My sister no doubt was shocked but seeing me getting so excited for her favourite boy grouo made her tell me everything and by 3 months I got to know them better than anyone.

I started talking about TXT to y/n as well who was so happy to talk about them to me....Shit I think I'm a loser in this game called love...cause I was the first one to fall for her.

And so months passed and we gave our finals and the day we were about to graduate and break up wasn't far away....but even if that was so I had to accept my fate. And so I spent my remaining few days before graduating with her making her smile more than anyone ever could...but I know that can't be...

It was graduation day, A day we all waited for but I wasn't ready....I was with my friends trying to make them laugh so that they don't cry and that's when one of y/n's friends called me that she was waiting for me....

She was looking back at the bloomed cherry blossomed tree...and when she turned around to face me...my what a sight it was....I feel so suffocated that this will really be the last time I'll see her as my girlfriend and so she spoke, "Dear Taehyun, So we really did it huh? Dated in our last year of high school....so how does it feel? Did I-I- make you under-stand what it feels like to love someone and how it feels to be loved-" she couldn't complete her sentence as she let down her tears...I immediately pulled her in for a hug.

I calmed her down and wiped her tears and said,"I know it hurts....but you really deserve to meet new people and a better person to take care of you." I handed her a gift and told her to open it as expected she was really happy."Taehyun isn't this Thursday's Child- why would you-." "Shh. Isn't it such a coincidence we're breaking up on a Thursday? Now maybe I understood why my sis used to sing to this at night....and so if you do feel angry don't hesitate to shout "Yeah I was stupid" and if I'm letting you go I'm letting you go properly.... don't forget your first boyfriend..."I kissed her forehead.
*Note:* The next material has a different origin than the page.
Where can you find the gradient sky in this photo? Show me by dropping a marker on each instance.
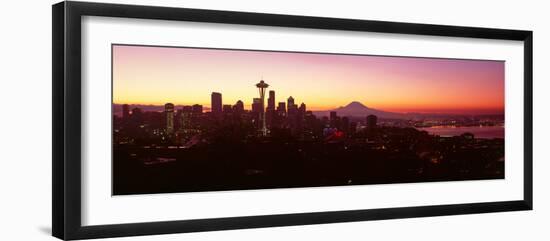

"Thank you for making me feel loved my first love...Kang Taehyun...". I smiled at her as we shared a long tight hug not wanting to let each other go....

<Present time>

Breaking up on a Thursday was also selfish of me....I cried my heart out on Friday and gained some strength on Saturday night as she sang her heart out and matched my steps up to my current self on Sunday, as a Thursday Child I really have a long way to go....Thank you y/n for everything.